The World Bank forecasts Egypt’s economy would grow by 5.8% this fiscal year. The projection is lower than the government’s target of 6-7%.
In a country note released last weekend, the World Bank inched up its growth estimate for Egypt’s gross domestic product (GDP) in the last fiscal year to 5.6% from 5.5%, matching the government’s figure.
The available quarterly data on MENA economics illustrated that Egypt’s growth rate increased to 5.7 percent. Egypt is followed in the growth rate country ratings by Iraq, whose growth rate stands at 4.3 percent, Israel at three percent, Kuwait at 2.6 percent and Morocco at 2.5 percent.
According to the Washington-based lender, Egypt is sustaining its robust growth, fiscal outturns are improving, and external accounts are stabilizing at broadly favorable levels.
The financial institution expects growth to rise to 6% in the fiscal year 2020/2021, assuming that macroeconomic reforms continue and the business environment improves.

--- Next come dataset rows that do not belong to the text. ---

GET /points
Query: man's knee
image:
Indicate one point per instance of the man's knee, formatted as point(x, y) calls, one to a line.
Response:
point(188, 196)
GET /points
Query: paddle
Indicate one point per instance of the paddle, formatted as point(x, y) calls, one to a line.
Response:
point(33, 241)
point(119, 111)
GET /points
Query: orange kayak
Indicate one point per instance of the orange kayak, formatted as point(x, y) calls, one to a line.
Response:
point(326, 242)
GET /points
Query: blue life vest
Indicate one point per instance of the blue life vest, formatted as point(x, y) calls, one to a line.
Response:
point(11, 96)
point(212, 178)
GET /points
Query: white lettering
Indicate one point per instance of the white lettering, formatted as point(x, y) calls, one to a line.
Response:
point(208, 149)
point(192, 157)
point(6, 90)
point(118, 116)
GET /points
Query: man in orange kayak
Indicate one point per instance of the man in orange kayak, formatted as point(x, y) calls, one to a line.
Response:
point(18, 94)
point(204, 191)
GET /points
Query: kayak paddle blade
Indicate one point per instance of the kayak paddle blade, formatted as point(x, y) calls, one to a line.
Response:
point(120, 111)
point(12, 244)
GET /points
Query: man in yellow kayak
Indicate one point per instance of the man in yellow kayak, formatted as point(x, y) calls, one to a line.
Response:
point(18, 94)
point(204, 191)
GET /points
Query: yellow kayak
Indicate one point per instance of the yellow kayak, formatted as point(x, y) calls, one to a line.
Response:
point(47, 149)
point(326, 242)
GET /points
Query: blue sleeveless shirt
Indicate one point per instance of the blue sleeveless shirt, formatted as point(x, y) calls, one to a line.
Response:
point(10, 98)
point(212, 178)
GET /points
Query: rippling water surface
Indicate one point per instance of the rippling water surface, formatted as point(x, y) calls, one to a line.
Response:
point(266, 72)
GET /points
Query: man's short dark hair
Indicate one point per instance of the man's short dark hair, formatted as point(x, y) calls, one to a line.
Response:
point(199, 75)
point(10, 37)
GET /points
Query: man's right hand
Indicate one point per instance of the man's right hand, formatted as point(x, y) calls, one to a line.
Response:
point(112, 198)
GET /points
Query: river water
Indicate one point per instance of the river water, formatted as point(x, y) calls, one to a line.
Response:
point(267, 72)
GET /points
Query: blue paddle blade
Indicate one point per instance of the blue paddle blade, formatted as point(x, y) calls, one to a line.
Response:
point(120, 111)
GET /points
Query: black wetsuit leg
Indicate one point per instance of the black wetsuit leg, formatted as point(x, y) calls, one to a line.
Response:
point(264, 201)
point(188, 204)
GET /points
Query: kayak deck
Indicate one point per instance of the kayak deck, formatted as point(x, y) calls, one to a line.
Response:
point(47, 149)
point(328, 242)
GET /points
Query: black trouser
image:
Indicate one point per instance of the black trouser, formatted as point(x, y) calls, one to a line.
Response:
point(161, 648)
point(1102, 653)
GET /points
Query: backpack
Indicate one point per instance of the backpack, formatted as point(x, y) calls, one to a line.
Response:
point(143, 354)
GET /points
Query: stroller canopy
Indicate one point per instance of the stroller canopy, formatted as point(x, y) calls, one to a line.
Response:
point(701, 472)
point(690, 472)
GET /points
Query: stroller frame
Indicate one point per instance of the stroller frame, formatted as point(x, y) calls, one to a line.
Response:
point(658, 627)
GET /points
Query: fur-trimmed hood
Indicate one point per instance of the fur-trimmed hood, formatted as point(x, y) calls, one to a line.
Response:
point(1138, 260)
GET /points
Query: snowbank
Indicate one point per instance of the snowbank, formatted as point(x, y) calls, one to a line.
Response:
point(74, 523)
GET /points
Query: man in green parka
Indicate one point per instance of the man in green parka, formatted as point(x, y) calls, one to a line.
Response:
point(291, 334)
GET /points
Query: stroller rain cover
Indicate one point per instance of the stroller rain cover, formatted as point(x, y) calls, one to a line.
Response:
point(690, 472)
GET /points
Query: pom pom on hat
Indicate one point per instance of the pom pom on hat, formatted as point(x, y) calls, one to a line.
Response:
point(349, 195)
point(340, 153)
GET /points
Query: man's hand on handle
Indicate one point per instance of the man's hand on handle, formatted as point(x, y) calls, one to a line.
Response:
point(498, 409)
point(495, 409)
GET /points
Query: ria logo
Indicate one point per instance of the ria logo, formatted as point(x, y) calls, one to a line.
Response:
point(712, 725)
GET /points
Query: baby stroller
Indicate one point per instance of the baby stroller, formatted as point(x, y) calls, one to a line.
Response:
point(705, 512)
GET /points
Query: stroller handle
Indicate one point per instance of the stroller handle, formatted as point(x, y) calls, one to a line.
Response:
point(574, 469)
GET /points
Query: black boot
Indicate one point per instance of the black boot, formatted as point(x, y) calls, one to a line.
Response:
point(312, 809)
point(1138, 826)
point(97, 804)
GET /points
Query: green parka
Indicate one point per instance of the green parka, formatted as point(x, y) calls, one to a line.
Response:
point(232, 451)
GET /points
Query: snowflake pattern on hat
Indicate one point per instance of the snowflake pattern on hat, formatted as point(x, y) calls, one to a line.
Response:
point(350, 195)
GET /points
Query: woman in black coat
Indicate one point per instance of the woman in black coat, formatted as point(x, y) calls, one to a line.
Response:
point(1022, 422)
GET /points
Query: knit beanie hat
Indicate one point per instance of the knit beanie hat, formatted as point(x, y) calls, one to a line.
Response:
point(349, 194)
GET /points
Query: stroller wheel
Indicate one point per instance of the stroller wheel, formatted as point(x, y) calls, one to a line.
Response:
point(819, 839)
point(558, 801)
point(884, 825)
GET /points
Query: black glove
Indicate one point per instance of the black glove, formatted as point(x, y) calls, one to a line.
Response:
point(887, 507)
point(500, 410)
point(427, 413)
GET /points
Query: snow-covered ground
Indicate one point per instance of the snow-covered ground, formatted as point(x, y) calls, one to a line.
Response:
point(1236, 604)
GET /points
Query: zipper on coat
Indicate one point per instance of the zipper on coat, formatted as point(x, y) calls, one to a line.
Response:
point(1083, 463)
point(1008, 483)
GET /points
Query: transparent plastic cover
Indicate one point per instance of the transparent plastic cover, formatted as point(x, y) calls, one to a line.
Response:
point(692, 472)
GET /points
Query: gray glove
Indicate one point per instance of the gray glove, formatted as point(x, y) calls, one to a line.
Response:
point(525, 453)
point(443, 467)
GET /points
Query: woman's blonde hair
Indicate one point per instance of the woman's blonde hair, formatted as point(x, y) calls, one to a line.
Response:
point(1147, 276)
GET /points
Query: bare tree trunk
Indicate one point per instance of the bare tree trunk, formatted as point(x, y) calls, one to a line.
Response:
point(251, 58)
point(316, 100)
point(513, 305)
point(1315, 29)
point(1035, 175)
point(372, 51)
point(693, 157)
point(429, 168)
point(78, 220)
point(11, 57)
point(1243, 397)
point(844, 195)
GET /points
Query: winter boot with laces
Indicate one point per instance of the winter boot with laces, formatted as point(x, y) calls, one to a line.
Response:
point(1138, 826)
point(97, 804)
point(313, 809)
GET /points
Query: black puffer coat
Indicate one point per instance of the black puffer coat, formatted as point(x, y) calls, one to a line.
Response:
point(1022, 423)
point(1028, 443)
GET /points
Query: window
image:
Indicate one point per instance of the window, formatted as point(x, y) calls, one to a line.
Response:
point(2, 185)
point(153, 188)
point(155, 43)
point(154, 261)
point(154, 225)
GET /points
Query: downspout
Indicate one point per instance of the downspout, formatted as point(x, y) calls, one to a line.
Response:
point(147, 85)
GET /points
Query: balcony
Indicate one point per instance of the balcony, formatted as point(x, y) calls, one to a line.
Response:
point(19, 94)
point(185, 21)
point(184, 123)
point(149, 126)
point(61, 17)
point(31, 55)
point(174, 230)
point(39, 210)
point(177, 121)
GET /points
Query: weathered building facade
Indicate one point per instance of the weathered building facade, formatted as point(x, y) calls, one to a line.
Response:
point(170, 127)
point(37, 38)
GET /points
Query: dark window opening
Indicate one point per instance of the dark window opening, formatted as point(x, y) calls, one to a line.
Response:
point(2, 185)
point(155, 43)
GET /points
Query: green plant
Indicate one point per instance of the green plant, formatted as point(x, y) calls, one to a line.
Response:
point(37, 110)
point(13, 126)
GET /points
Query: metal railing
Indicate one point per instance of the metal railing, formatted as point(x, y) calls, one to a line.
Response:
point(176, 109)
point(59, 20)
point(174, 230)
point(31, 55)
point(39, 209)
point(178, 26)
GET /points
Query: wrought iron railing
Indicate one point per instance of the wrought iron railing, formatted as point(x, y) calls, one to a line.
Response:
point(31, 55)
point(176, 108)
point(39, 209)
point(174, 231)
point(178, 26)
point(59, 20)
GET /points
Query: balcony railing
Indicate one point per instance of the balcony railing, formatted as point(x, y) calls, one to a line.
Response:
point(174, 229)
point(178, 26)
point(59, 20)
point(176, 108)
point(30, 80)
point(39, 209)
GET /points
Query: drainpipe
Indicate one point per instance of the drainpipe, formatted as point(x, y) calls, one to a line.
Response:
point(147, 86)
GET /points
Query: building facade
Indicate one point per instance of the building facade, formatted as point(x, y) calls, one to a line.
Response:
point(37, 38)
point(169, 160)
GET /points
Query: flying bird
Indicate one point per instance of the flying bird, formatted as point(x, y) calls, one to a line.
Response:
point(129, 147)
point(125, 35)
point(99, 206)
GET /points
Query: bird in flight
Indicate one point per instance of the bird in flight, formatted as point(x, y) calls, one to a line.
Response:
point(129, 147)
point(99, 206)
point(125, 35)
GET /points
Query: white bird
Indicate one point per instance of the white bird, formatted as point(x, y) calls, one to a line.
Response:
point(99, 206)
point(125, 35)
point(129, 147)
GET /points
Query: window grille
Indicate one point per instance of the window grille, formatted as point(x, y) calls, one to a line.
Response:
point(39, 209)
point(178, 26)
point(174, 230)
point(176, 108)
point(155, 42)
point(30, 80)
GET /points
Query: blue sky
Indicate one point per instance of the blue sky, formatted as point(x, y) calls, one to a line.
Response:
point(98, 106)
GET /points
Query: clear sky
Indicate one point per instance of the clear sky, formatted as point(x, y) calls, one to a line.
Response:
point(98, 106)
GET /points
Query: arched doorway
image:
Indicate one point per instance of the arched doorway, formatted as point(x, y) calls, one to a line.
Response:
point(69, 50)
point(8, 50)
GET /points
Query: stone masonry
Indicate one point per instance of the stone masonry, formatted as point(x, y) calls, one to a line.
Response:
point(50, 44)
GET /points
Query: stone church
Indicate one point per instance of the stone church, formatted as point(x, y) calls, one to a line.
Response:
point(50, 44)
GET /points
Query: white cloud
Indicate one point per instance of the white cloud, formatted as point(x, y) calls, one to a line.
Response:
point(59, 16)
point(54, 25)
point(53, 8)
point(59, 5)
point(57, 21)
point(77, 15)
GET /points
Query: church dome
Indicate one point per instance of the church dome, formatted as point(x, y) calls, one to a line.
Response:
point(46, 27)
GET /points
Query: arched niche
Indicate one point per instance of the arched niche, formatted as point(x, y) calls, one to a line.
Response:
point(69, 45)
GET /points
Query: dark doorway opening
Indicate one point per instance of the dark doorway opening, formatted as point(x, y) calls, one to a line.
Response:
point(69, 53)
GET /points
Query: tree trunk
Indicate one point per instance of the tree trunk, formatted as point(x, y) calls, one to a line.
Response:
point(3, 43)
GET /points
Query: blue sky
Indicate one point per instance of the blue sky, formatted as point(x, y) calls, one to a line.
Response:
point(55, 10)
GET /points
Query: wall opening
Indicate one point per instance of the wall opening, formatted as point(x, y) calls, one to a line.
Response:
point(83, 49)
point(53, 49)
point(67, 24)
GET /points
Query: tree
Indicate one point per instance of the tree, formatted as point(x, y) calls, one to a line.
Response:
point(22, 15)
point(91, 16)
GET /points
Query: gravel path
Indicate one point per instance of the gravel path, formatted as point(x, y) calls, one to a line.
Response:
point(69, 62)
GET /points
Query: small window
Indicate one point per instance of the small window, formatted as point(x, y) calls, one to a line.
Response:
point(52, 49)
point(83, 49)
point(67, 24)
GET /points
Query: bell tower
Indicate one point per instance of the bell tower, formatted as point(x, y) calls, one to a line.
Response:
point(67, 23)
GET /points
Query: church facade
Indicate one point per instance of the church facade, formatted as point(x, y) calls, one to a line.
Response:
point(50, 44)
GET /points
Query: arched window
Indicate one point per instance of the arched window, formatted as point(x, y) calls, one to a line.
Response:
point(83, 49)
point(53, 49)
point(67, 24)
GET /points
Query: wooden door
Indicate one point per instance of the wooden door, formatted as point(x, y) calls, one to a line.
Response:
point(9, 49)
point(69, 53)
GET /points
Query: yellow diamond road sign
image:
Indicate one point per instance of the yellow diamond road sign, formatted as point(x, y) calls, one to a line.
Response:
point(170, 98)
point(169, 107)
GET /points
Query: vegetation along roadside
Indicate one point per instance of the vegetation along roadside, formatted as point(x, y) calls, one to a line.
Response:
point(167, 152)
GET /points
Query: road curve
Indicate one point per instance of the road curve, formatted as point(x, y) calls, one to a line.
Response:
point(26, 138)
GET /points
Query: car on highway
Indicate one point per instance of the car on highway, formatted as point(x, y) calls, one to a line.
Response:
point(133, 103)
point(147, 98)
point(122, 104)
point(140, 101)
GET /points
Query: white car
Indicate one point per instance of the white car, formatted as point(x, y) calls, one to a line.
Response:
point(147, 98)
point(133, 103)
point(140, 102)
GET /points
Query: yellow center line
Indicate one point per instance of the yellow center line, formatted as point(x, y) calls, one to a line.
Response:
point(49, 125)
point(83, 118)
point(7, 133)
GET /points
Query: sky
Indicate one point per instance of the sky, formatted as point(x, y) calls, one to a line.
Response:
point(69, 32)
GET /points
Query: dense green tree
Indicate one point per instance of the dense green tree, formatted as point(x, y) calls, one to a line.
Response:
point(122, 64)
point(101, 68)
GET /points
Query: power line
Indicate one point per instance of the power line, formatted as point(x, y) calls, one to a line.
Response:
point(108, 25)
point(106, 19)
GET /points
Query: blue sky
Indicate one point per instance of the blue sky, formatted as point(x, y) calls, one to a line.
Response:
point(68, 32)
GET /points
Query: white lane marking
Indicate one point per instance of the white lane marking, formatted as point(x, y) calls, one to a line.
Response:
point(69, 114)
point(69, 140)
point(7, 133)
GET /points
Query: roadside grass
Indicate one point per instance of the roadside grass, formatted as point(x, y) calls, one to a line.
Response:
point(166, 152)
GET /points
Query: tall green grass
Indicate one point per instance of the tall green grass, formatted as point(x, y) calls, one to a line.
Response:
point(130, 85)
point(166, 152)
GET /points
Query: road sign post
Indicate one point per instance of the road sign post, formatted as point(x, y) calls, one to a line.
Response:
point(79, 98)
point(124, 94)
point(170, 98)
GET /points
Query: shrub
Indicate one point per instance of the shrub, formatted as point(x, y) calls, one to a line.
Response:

With the completion in July of a program of tough reforms agreed with the IMF under a $12bn loan deal, Egyptian officials boast that they have staved off collapse and set the economy on a more sustainable path.
Economic growth accelerated to 5.6 per cent in the fiscal year that ended in June, the highest level since 2010. Debt and the budget deficit, though still hefty, have been on a downward trend. The deficit fell to 8.2 per cent of gross domestic product this June down from 12.2 per cent three years ago.
World Bank report in July warned that “non-oil private sector activity continues to be stifled by a challenging business environment”.